Abstract:Federated learning is fast becoming a popular paradigm for applications involving mobile devices, banking systems, healthcare, and IoT systems. Hence, over the past five years, researchers have undertaken extensive studies on the privacy leaks, security threats, and fairness associated with these emerging models. For the most part, these three critical concepts have been studied in isolation; however, recent research has revealed that there may be an intricate interplay between them. For instance, some researchers have discovered that pursuing fairness may compromise privacy, or that efforts to enhance security can impact fairness. These emerging insights shed light on the fundamental connections between privacy, security, and fairness within federated learning, and, by delving deeper into these interconnections, we may be able to significantly augment research and development across the field. Consequently, the aim of this survey is to offer comprehensive descriptions of the privacy, security, and fairness issues in federated learning.
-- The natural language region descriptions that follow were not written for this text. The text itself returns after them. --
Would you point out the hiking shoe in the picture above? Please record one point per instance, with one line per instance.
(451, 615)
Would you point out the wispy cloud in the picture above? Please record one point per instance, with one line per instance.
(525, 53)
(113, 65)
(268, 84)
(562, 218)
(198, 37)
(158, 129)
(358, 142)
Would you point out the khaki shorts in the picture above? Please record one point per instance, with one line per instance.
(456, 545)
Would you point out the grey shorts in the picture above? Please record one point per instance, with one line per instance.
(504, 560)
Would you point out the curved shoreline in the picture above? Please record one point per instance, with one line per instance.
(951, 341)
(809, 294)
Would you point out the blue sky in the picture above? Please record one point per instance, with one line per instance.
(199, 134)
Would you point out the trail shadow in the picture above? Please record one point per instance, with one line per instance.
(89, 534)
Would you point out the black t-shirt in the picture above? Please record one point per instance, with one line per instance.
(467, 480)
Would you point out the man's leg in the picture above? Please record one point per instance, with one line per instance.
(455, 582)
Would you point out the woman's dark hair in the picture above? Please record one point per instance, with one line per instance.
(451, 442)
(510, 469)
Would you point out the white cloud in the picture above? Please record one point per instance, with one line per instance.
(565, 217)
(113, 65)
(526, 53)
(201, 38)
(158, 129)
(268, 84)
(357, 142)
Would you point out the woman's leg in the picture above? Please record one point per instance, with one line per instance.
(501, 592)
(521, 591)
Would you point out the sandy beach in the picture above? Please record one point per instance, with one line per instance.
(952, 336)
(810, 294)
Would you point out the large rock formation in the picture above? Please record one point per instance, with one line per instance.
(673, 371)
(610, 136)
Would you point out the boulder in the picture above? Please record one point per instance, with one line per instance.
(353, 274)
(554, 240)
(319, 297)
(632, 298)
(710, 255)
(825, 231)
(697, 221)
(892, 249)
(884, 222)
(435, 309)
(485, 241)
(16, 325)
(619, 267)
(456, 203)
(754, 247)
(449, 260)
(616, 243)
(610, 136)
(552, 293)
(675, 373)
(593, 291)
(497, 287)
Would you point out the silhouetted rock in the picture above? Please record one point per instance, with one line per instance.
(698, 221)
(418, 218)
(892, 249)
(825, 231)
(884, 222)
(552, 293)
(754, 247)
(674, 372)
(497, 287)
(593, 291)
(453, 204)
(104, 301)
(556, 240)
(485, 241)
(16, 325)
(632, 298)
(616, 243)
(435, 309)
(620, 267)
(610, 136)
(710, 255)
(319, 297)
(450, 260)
Moreover, we analyze the complex relationships between these three dimensions of cyber safety and pinpoint the fundamental elements that influence each of them. We contend that there exists a trade-off between privacy and fairness and between security and gradient sharing. On this basis, fairness can function as a bridge between privacy and security to build models that are either more secure or more private. Building upon our observations, we identify the trade-offs between privacy and fairness and between security and fairness within the context of federated learning. The survey then concludes with promising directions for future research in this vanguard field.